# Equilibria of an ODE system

This is a homework that I should have done long ago, but unfortunately nobody assigned it to me. The previous post concerned a particular ODE system of Newtonian dynamics: force depends on position only, but is not necessarily conservative. In a formula, $\ddot x=F(x)$, where $x$ is a vector-valued function of time $t$. (In this post I stop drawing arrows over vectors.) It is natural to rewrite this as a 1st order system. The new system as a $2n\times 2n$ Jacobian matrix of special form:

$\displaystyle J=\begin{pmatrix}0 & I \\ B & 0\end{pmatrix}$

where $B$ consists of the partial derivatives of $F$. When the force $F$ is conservative, the matrix $B$ is symmetric, and consequently $J$ is a Hamiltonian matrix. However, in general $J$ is not Hamiltonian, and I don’t know if such block matrices have a name at all.

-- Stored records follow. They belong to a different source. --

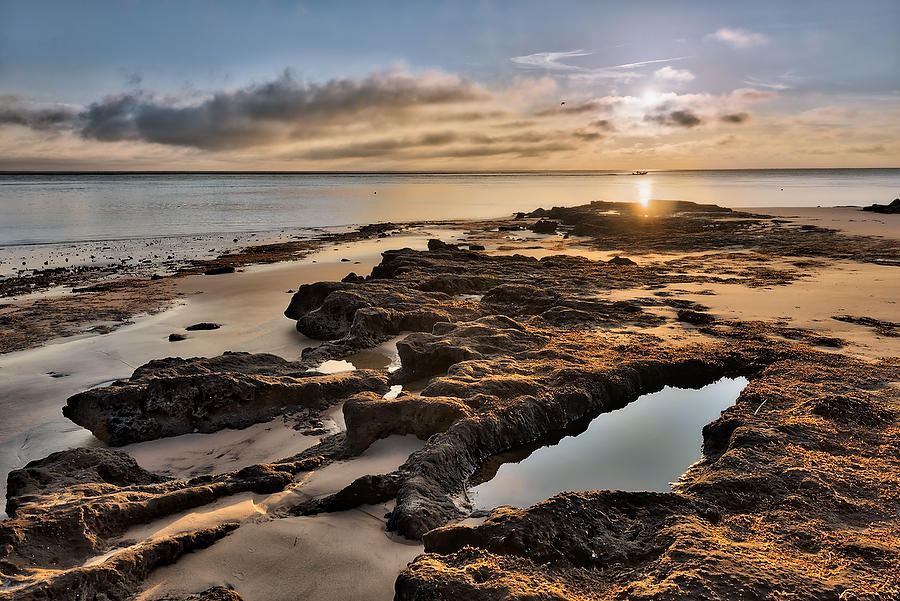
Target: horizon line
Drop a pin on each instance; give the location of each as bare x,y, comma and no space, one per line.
400,172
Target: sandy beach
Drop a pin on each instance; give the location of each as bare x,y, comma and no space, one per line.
279,551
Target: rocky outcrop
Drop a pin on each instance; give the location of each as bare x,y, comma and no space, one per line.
179,396
892,208
216,593
119,576
79,470
369,418
791,482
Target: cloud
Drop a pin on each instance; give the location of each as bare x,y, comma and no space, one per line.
762,83
734,117
272,112
604,124
601,105
549,61
667,73
16,110
680,118
751,95
739,38
553,62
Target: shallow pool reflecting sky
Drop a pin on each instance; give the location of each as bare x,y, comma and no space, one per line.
644,446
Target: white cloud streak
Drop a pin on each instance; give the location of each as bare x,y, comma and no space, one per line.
739,38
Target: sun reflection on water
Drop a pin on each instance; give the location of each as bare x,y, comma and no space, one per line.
645,189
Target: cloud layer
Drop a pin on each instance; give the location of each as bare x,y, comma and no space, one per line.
398,120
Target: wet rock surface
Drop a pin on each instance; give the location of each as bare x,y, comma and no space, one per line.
892,208
173,396
796,495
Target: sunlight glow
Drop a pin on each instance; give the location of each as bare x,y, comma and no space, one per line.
651,98
645,189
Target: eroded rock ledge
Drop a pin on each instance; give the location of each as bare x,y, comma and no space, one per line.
796,496
174,396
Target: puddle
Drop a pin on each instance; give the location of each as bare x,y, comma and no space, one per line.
644,446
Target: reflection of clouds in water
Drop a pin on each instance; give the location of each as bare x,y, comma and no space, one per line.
645,189
644,446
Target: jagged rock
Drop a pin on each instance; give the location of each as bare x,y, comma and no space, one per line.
216,593
543,226
435,244
66,469
697,318
617,260
894,207
428,354
369,417
219,270
120,576
353,278
178,396
203,325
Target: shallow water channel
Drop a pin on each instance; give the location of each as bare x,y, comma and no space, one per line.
646,445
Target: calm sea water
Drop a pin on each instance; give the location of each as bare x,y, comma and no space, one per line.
36,209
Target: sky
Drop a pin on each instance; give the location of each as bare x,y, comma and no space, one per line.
455,85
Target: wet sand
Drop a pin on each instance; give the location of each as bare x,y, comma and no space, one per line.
274,559
249,305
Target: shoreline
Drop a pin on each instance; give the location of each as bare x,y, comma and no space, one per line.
110,295
663,304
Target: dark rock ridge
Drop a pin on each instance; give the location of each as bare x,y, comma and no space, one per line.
76,469
369,418
798,476
118,577
178,396
523,396
203,325
413,290
58,519
795,497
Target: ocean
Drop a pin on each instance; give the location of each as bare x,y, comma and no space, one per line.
73,208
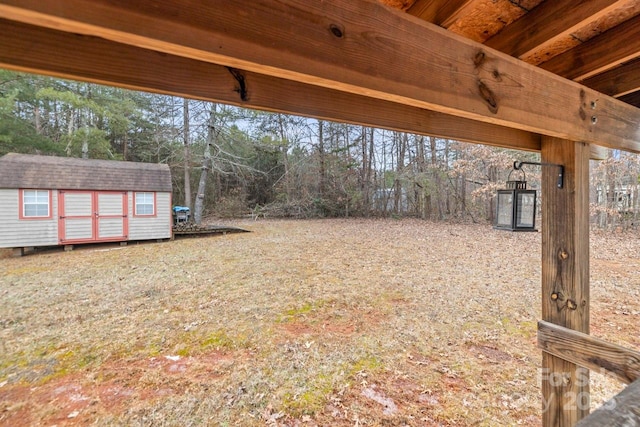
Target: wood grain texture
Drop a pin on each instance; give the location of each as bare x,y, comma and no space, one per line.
589,352
599,54
441,12
619,81
35,49
548,22
348,46
565,275
623,410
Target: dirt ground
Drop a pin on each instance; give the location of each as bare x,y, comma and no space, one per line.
299,323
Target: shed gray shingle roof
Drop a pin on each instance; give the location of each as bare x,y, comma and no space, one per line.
65,173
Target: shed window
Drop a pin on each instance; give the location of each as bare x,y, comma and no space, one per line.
145,204
36,204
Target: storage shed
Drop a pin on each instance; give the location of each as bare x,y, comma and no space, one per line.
48,201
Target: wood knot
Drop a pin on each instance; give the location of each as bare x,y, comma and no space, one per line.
488,97
337,30
479,58
242,83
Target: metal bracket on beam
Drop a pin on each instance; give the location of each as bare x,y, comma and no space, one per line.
518,165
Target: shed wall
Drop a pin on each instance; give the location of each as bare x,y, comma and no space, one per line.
15,232
156,227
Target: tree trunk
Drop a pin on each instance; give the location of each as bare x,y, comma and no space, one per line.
206,167
187,153
436,178
321,183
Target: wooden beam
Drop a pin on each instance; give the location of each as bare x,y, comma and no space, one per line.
565,275
442,12
589,352
632,98
548,22
618,81
348,45
601,53
36,49
622,410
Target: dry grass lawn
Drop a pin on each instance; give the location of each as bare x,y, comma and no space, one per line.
320,322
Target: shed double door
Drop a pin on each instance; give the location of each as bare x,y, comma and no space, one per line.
92,216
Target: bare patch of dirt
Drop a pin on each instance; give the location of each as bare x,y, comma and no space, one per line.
319,322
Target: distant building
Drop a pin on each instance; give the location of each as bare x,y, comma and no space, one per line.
48,201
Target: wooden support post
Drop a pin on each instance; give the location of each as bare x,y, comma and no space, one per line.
565,275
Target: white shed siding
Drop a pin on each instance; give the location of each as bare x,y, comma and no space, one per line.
77,204
17,233
110,227
78,228
110,203
156,227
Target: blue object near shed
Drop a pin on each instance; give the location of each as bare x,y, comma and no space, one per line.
181,214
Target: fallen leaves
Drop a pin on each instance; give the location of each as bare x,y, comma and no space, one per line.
319,322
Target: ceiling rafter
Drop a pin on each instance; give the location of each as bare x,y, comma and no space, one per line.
548,22
617,82
601,53
441,12
35,49
341,45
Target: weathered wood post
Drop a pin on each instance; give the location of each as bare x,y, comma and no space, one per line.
565,275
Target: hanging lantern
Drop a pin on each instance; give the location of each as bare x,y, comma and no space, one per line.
516,206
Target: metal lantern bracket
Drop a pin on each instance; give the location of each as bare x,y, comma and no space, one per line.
518,166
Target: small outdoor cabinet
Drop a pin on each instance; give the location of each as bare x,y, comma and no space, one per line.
516,207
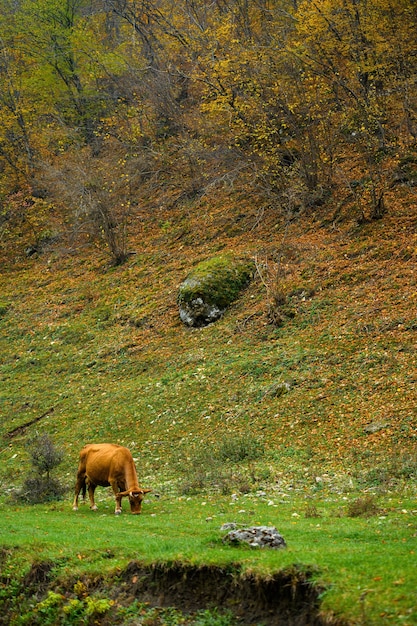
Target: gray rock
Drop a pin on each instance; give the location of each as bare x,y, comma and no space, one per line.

What’s in a name? It’s the eigenvalues we are after. The first thing to observe is: $\lambda$ is an eigenvalue of $J$ if and only if $\lambda^2$ is an eigenvalue of $B$. Indeed, suppose that $\begin{pmatrix} u \\ v\end{pmatrix}\in\mathbb R^{2n}$ is an eigenvector for $J$. Here $u$ and $v$ are $n$-dimensional vectors: it is natural to write vectors in such block form when dealing with block matrices. Performing block-by-block multiplication in the equation

$\begin{pmatrix}0 & I \\ B & 0\end{pmatrix} \begin{pmatrix} u \\ v\end{pmatrix}= \lambda\begin{pmatrix} u \\ v\end{pmatrix}$

we obtain $\begin{pmatrix}v \\ Bu\end{pmatrix} = \lambda\begin{pmatrix} u \\ v\end{pmatrix}$. Thus, $v=\lambda u$ and $Bu=\lambda v$; put this together to get $Bu=\lambda^2 u$. All steps can be reversed: if $\lambda^2$ is an eigenvalue of $B$, then we can take $u$ such that $Bu=\lambda^2 u$, let $v=\lambda u$, and thus construct an eigenvector for $J$.

We now understand enough to into divide the situation into two cases.
Case 1. The matrix $B$ has an eigenvalue $\lambda$ that does not belong to $(-\infty,0]$.
Case 2. All eigenvalues of $B$ are in $(-\infty,0]$ (are nonpositive real numbers).

In Case 1 the matrix $J$ has at least one eigenvalue with positive real part, namely one of two square roots of an eigenvalue $\lambda \notin (-\infty, 0]$. Hence, the corresponding equilibrium is unstable.
In Case 2 all eigenvalues of $J$ have zero real part, and so the equilibrium is non-hyperbolic and we cannot determine its stability by looking at $J$.

This raises the question: how can we tell whether $B$ has only nonpositive eigenvalues? Here is an easy necessary condition: the characteristic polynomial of $B$ must have nonnegative coefficients. Indeed, $\displaystyle p_B(t)=\det(tI-B) = \prod_{k=1}^{n}(t-\lambda_k)$ where $-\lambda_k\ge 0$ for all $k$. Multiplying out, we do not get negative numbers anywhere. This is a practical condition to check, since it does not require us solve the characteristic polynomial: we only look at its coefficients. However, it is not sufficient.

There is also a sufficient condition. Since changing the sign of a matrix flips the signs of all eigenvalues, we can just as well ask whether $-B$ has only nonnegative eigenvalues. A sufficient condition is: all minors (submatrices) of $-B$ have nonnegative determinant. Here is a longer explanation:

A matrix is totally positive if all of its minors have positive determinant. This involves minors of all sizes. For example, in a 3×3 matrix we would have to check that: each entry (1×1 minor) is positive; each of 9 2×2 minors has positive determinant, and the determinant of the whole matrix is positive. Quite a bit of work. The reward is great, however: all eigenvalues of a totally positive matrix are strictly positive. So there was (and still is) substantial interest in reducing the number of minors that need to be checked to verify that a given matrix is totally positive. Fomin’s minicourse on total positivity gives links to several resources on the subject of total positivity. Unfortunately the more accessible ones, such as Ando’s 1987 survey Totally positive matrices, are behind paywalls.

A matrix is totally nonnegative if all of its minors have nonnegative determinant. All eigenvalues of a totally nonnegative matrix are nonnegative. The sources of information are the same as for totally positive matrices.

Being totally nonnegative is a sufficient condition for having nonnegative eigenvalues, but of course not necessary: $\begin{pmatrix} 2 & -1 \\ -1 & 2\end{pmatrix}$ has two positive eigenvalues, for example.